そして、サンゴの驚愕は、続くコーリーの言葉によって表現できないレベルまで高まることとなる。
コーリーは言った。
「さて、そんな転校してひと月になる被告人ですが、なんと、彼には未だに友達と呼べる人間がいません。驚くべきことに、ただのひとりもいないのです。そうですよね? 青井サンゴ君」
「ど、どうして、そんなことまで……」
サンゴは唇をふるわせた。
「何故、知っているのか。それは、僕が検察官だから、としか返答のしようがありません。そんなことより、被告人は答えてください。貴方には友達がいない。そうですよね?」
くり返されるコーリーの質問に、サンゴは、顔を伏せてだまりこんだ。
されども、裁判とは非情なものである。相手の弱みを突くのは定石だ。
コーリーは、しつこく追及した。
「答えてください。友達、いるんですか? いないんですか?」
これに折れる形となったサンゴは、かすれる声でかろうじて答えた。
「友達は、……いない」
気にしていることを指摘されるのが、こんなにも辛いものだったとは。彼は、胸の真ん中を大きくえぐられたかのような、耐え難い心の痛みを感じていた。
それに追い打ちをかけるかのように、動物達から、「え? 嘘だろ?」、「友達がいない人間なんて、初めて見たよ」などの感想が次々に聞こえてくる。
その反応に手ごたえを感じたコーリーは、先ほどよりさらに一歩前に出て口を開いた。
「まぁまぁ、皆さん。被告人に友達がいないことを、そんなに責めないであげてください。友達がいなくても、別に『お友達法』に違反するわけではないのですから。それよりも大切なのは、“どうして、サンゴ君には友達がいないのか?”でしょう。そこで、僕はサンゴ君に聞きたい。サンゴ君、貴方にはどうして友達がいないのだと思いますか?」
じっとサンゴを見つめるコーリーと同様、教室中の動物達の視線も彼に集まる。
サンゴの脳裏に、あの日の出来事が鮮明によみがえった。
あの日、僕に、ほんの少しだけでも勇気があったならば……。
しばらくの沈黙のあと、消え入るような声でサンゴは答えた。
「それは、僕に勇気がなかったから。仲間に入れて欲しくても、僕は、一緒に遊ぼう、と声をかけることができない情けない人間だから」
それを聞き、眉ひとつ動かすことなくコーリーは言った。
「そのとおりです。貴方は、勇気のない人間、情けない人間です」
「……」
返す言葉なく、サンゴは口を閉ざした。
もはや完全なる戦意喪失。そんなサンゴに、コーリーは、一気に拍子抜けした顔となりつつ、それでも続けた。

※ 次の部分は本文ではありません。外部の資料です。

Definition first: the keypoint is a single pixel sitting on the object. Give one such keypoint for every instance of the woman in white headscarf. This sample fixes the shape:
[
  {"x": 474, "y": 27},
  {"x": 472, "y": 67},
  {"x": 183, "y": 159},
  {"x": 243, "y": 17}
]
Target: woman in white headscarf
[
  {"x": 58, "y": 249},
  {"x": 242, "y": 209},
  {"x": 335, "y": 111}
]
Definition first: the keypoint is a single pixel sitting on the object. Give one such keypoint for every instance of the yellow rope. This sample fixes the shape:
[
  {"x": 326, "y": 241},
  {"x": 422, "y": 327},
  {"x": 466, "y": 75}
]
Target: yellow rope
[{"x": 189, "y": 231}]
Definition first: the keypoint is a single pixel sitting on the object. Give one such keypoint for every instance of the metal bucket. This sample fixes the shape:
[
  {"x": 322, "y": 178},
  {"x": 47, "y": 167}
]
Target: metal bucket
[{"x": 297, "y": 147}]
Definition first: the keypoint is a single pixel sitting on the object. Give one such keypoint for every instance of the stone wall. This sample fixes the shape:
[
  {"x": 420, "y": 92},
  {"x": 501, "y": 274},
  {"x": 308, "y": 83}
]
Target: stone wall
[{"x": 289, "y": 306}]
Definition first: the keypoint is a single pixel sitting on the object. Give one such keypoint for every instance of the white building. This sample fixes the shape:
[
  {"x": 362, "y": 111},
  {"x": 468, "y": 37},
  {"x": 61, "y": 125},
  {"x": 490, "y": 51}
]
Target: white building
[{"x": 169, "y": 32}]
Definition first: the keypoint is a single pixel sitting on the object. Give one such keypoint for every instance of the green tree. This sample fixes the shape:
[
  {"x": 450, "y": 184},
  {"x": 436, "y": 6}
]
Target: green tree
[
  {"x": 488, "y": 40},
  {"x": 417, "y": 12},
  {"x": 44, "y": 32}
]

「まぁ、本人が認めているので今さら必要はないかとは思いますが、一応、彼が勇気のない人間だと分かる証拠も用意しています。それでは、クマゴロー君、お願いします」
「おう。任せとけ」
コーリーに指示され、ツキノワグマのクマゴローが、教室の後ろから何やら大きく四角い物を担いで運んでくる。
「ほらよ」
彼は、それを教卓の前に、大勢の動物達のほうへと向けて置いた。
「何よ。裁判官の私に見えないんじゃ、意味ないじゃないの!」
ぶつぶつと文句を言い、ミケコが前へと回りこむ。そこにあったのは、百インチを越える巨大なモニターだった。
「ありがとうございます。クマゴロー君」
「なぁに、いいってことよ」
コーリーに手をふって見せると、クマゴローは颯爽と自分の席へと戻って行った。
彼が着席するのを待ち、コーリーは再び口を開いた。
「さて、これよりこのモニターでご覧いただくのは、今から約十日前、夏休み初日の映像です。友達のいないサンゴ君は、この日も独り寂しく神社で遊んでいました。覚えていますか? サンゴ君」
「……うん」
サンゴは小さくうなずいた。
夏休みの初日。それは、彼にとって、忘れようとしても忘れられるはずがない日であった。
何故なら、その日こそが、「僕に、ほんの少しだけでも勇気があったならば……」と後悔した“あの日”だったのだから。
「それでは、どうぞご覧ください」
コーリーがモニターのスタートボタンを押す。画面に、神社の境内の映像が流れ始めた。